まず、ボブ・ディランに続いてノーベル賞を受賞するミュージシャンがこれからは出てこないだろう、という点だ。ディランがレコード・デビューをしたのは1962年のことで、同時期にデビューしたビートルズとともに後進のミュージシャンや芸術家などに大きな影響を与えたことは別に改めて述べることもないだろう。そして、彼に並ぶような存在が70年代以後の時代に出てきたかといえば、私はパッと思い浮かばない。ディランはとりわけその難解にして複雑な歌詞について注目され論じられてきたが、他に歌詞が評価された人といえば・・・モリッシーとか亡くなったルー・リードあたりが個人的にて出てくるけれど、いずれも世間的な知名度は及ばないというのが正直なところだ。

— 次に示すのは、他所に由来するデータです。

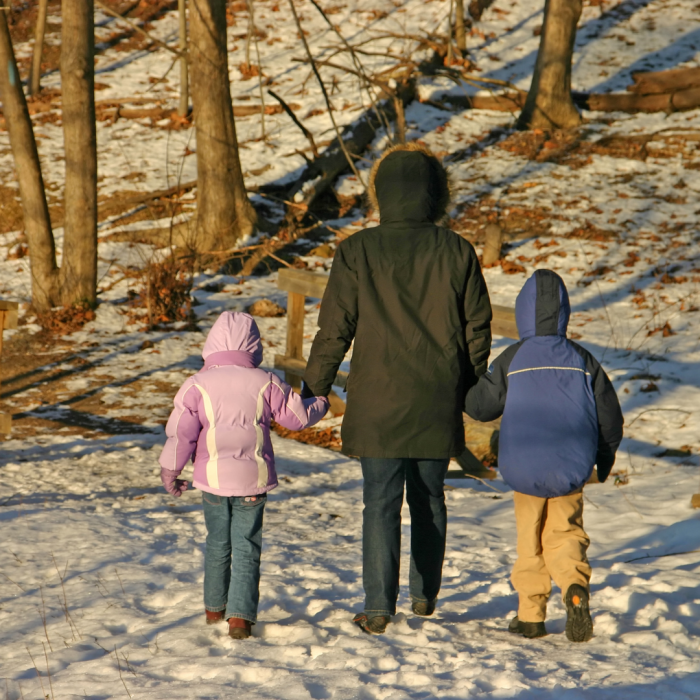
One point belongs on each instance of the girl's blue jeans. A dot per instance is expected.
(232, 558)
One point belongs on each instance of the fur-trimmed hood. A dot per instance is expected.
(409, 183)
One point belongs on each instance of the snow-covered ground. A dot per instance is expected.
(102, 571)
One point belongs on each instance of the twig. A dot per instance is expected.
(43, 616)
(38, 675)
(325, 95)
(294, 118)
(69, 619)
(485, 483)
(133, 24)
(11, 581)
(119, 666)
(257, 55)
(48, 672)
(120, 580)
(659, 556)
(279, 260)
(380, 114)
(648, 410)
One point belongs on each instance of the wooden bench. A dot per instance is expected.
(8, 320)
(300, 284)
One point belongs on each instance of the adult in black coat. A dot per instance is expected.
(411, 295)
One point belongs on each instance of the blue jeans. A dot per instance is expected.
(232, 558)
(381, 529)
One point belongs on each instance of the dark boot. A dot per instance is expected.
(531, 630)
(424, 608)
(213, 617)
(579, 626)
(238, 628)
(372, 625)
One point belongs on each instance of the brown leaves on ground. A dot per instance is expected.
(165, 293)
(665, 330)
(65, 320)
(328, 437)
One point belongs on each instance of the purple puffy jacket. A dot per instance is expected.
(222, 414)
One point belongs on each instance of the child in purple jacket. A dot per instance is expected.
(221, 421)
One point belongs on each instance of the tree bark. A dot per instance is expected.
(184, 106)
(460, 33)
(35, 73)
(549, 104)
(224, 214)
(79, 265)
(37, 223)
(646, 83)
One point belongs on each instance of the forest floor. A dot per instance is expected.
(103, 570)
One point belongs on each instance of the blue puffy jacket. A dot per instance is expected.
(560, 411)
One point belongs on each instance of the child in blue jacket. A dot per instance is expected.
(561, 416)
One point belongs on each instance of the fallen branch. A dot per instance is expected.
(660, 556)
(293, 117)
(650, 83)
(324, 91)
(133, 24)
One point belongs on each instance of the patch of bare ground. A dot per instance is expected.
(519, 222)
(35, 372)
(575, 148)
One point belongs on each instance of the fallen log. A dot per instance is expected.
(632, 103)
(651, 83)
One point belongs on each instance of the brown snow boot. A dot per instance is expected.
(239, 628)
(213, 617)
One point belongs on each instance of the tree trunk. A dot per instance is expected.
(35, 73)
(79, 266)
(224, 214)
(184, 106)
(549, 104)
(37, 224)
(460, 33)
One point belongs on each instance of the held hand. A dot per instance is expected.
(174, 486)
(306, 393)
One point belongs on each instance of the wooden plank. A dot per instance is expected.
(310, 284)
(293, 365)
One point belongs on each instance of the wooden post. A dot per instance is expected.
(35, 72)
(8, 319)
(295, 333)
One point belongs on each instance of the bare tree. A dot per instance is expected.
(549, 104)
(224, 213)
(35, 73)
(460, 31)
(76, 279)
(79, 269)
(184, 106)
(37, 224)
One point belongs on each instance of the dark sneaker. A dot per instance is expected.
(214, 617)
(579, 626)
(372, 625)
(239, 628)
(424, 608)
(531, 630)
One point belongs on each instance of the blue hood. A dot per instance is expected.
(542, 307)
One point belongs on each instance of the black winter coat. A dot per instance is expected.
(412, 296)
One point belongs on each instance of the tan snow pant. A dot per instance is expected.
(551, 545)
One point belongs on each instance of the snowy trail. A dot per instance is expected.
(133, 566)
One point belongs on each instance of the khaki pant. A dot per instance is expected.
(551, 545)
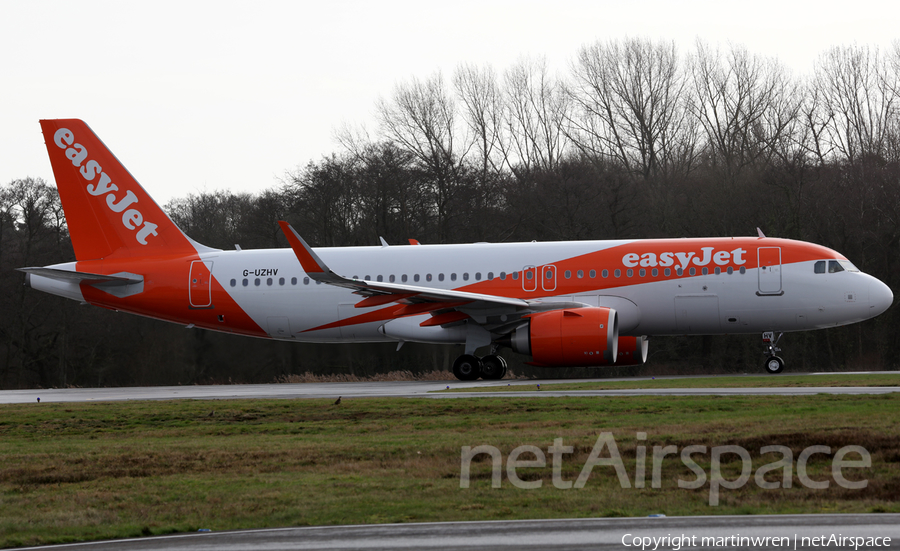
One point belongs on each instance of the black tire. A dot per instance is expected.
(467, 367)
(774, 365)
(493, 367)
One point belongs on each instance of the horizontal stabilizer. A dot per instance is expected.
(67, 275)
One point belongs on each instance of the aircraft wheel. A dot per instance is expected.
(467, 367)
(774, 365)
(493, 367)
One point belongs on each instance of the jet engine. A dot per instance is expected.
(577, 337)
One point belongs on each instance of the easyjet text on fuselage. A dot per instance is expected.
(132, 218)
(684, 259)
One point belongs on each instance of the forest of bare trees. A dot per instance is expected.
(634, 139)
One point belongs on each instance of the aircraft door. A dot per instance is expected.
(769, 270)
(199, 289)
(529, 278)
(548, 277)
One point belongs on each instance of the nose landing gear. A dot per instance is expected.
(774, 364)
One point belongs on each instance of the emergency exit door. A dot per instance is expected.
(200, 289)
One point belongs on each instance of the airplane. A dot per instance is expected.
(565, 304)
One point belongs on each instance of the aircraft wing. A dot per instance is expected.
(441, 302)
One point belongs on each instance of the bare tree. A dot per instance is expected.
(631, 108)
(421, 119)
(482, 101)
(745, 105)
(854, 109)
(536, 109)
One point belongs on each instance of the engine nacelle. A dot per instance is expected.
(569, 337)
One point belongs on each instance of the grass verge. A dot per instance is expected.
(75, 472)
(780, 381)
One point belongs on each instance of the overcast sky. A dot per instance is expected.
(197, 96)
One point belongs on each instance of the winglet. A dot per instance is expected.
(312, 264)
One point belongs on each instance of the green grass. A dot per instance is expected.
(775, 381)
(73, 472)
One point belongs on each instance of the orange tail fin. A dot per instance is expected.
(108, 213)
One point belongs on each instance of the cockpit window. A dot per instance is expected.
(847, 265)
(834, 266)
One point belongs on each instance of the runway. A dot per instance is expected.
(401, 389)
(806, 532)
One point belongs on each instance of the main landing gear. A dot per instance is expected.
(469, 367)
(774, 364)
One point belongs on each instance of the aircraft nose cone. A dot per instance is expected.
(880, 297)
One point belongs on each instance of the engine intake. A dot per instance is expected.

まあ、ディランについて少しでも知っているならば、ノーベル賞のような大きな賞の一つや二つ取ってもさしたる驚きでもないのだが(実際、ピューリッツァー賞も過去にもらっているわけだし)。彼がミュージシャンに出る以前と以後でポピュラー・ミュージックのあり方が変わってしまったことを思えば、今回の受賞については大きな意外性は無いとはいえる。

ただ、今回の件で違和感を抱くことがあるとすれば、歌詞「だけ」を評価された受賞されたという点だろうか。文学とは何かという大きな問題に触れる気もないけれど、彼があくまで「ミュージシャン」であり、「詩」ではなく「音楽」を作ってきたということは間違いない。あくまで歌詞は音楽の一要素であり、それだけを強調してもディランの素晴らしさは語れないだろう。当の私自身が、歌詞はほどんど聴き取れず歌詞カードもほとんど読まないまま現在に至っている。それは彼の歌詞よりも歌声とかサウンドの方に重きをおいて「音楽」に接していたから、という説明しかできそうもない。

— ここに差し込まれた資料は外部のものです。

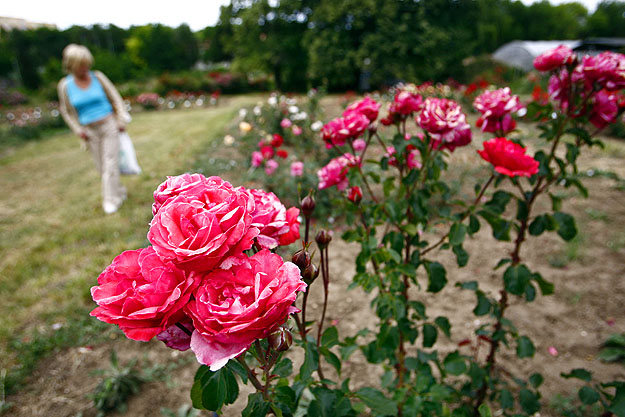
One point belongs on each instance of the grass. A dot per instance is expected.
(54, 237)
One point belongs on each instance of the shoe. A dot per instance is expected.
(109, 208)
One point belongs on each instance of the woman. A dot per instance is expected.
(94, 110)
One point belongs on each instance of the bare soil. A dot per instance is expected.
(588, 305)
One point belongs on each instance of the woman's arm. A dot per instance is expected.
(116, 100)
(67, 111)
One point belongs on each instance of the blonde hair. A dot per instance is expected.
(76, 55)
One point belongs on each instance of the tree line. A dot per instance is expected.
(305, 43)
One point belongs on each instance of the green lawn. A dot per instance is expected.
(54, 237)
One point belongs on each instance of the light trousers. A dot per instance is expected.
(104, 146)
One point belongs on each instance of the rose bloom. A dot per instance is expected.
(607, 68)
(257, 159)
(195, 185)
(269, 216)
(444, 120)
(555, 58)
(142, 294)
(245, 302)
(495, 106)
(508, 158)
(276, 140)
(354, 194)
(271, 166)
(337, 131)
(297, 169)
(604, 110)
(293, 221)
(335, 173)
(367, 107)
(199, 230)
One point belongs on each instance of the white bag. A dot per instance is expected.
(127, 158)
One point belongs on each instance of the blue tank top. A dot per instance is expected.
(91, 104)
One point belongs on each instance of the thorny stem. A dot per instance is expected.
(475, 203)
(516, 259)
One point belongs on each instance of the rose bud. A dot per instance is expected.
(301, 258)
(355, 194)
(310, 273)
(323, 239)
(308, 205)
(280, 340)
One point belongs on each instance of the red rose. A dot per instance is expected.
(142, 294)
(508, 158)
(236, 306)
(199, 232)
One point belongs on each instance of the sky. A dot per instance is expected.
(123, 13)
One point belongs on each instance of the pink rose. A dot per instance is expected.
(198, 232)
(194, 185)
(367, 107)
(444, 120)
(271, 166)
(142, 294)
(555, 58)
(359, 145)
(335, 173)
(495, 106)
(338, 131)
(297, 169)
(293, 234)
(257, 159)
(604, 110)
(236, 306)
(607, 68)
(269, 216)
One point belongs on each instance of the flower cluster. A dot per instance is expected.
(195, 287)
(586, 85)
(496, 107)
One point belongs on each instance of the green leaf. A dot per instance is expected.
(566, 225)
(529, 401)
(536, 380)
(506, 400)
(462, 256)
(311, 361)
(437, 276)
(457, 233)
(430, 334)
(377, 402)
(474, 224)
(579, 373)
(444, 325)
(516, 278)
(455, 364)
(256, 406)
(484, 411)
(330, 337)
(588, 395)
(525, 348)
(284, 368)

現時点で、ディラン側から受賞に関する公式なコメントは出ていない。これはもう、今回の件について彼はさしたる関心もないという証拠だろう。かの哲学者サルトルのように、ディランもノーベル賞の受賞を拒否するのだろうか。

実際のところ、ファンにとってはかなりどうでもいい話だったかもしれない。ディランが本当に素晴らしいのは、レナード・コーエンもヴァン・モリソンもそうだが、この2016年になってもまだステージに立ちつづけて演奏をして作品を作り続けていることなのだから。

今回をきっかけに、またディランの作品を聴き直そうか、などという思いが少しよぎったが。が、この春に観た来日公演が前回と半分くらい内容が同じだった、というアレなものだったのでずっと聴かなくなっていたのだが・・・。それはともかく、まあおめでとう、というくらいは言いたい。